Ed made a point that it is much better to follow an evolutionary approach (similarly to how web developed over time) rather than strict, “documentation driven” process, as is the case with most current SDI projects. The simple reason is that you don’t have to understand everything up-front to build your SDI. The capabilities may evolve as needs expand. And you can adjust your “definitions” as you discover more and more about the data you deal with. In an evolutionary rather than prescriptive way. It is a very valid argument since it is very, very hard to categorise the data according to strict rules, especially if you cannot predict how the data will evolve over time.

[source: Ed Parsons, Google Geospatial Technoloist]

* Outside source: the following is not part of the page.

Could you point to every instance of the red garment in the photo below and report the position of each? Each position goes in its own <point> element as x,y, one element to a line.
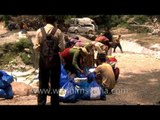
<point>66,54</point>
<point>101,38</point>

The above table contrasts the two approaches. On one side you have traditional SDIs with strict OGC/ISO metadata standards and web portals with search functionality - all built on Service Oriented Architecture (SOA) principles and with SOAP service (Simple Object Access Protocol) as the main conduit of information. Actually, the whole set up is much more complex as, in order to work properly, it requires formalised “discovery” module - a registry that follows Universal Description, Discovery and Integration (UDDI) protocol and a “common language” for describing available services (that is, Web Service Description Language or WSDL in short). And IF you can access the data (big “if” because most public access SDI projects do not go as far) it will most likely be in a “heavy duty” Geographic Markup Language (GML) format (conceived over a decade ago but still mostly misunderstood by software vendors as well as potential users). No wonder that building SDI based on such complex principles poses a major challenge. And even in this day and age the performance of such constructed SDI may not be up to scratch as it involves very inefficient processes (“live” multidimensional queries, multiple round trips of packets of data, etc).

On the other side you have the best of web, developed in an evolutionary fashion over the last 15 years: unstructured text search capabilities delivered by Google and other search engines (dynamically indexed and heavily optimised for performance), simple yet efficient RESTful service (according to Ed Parsons, not many are choosing to use SOAP these days) and simpler and lighter data delivery formats like KML, GeoRSS or GeoJSON (that have a major advantage – the content can be indexed by search engines and therefore making the datasets discoverable!). As this is much simpler setup it is gaining a widespread popularity amongst “lesser geeks”. US government portal data.gov is the best example of where this approach is proving its worth.

The key lesson is, if you want to get it working – keep it simple and do not separate metadata from your data to allow easy discovery of the information. And let the community of interest define what is important rather than prescribe upfront a rigid solution. The bottom line is that Google strength is in making sense of chaos that is in cyberspace so it should be no surprise that Ed is advocating similar approach to dealing with chaos of spatial data. But can the solution be really so simple?

The key issue is that most of us, especially scientists, would like to have a definite answer when we search for the right information. That is: “There are 3 data sets matching your search criteria” rather than: “There are 30,352 datasets found, first 100 closest matches are listed below…” (ie. the “Google way”). There is always that uncertainty, “Is there something better/ more appropriate out there or should I accept what Google is serving as the top search result?... What if I choose the incomplete or not the latest version of the dataset?”… So the need for highly structured approach to classify and manage spatial information is understandable but it comes at a heavy cost (both time and money) and in the end it can serve only the needs of a small and well defined group of users. “The web” approach can certainly bring quick results and open up otherwise inaccessible stores of spatial information to masses but I doubt it can easily address the issue of “the most authoritative source” that is so important with spatial information. In the end, the optimal solution will probably be a hybrid of the two approaches but one thing is certain, we will arrive at that optimal solution by evolution and not by design!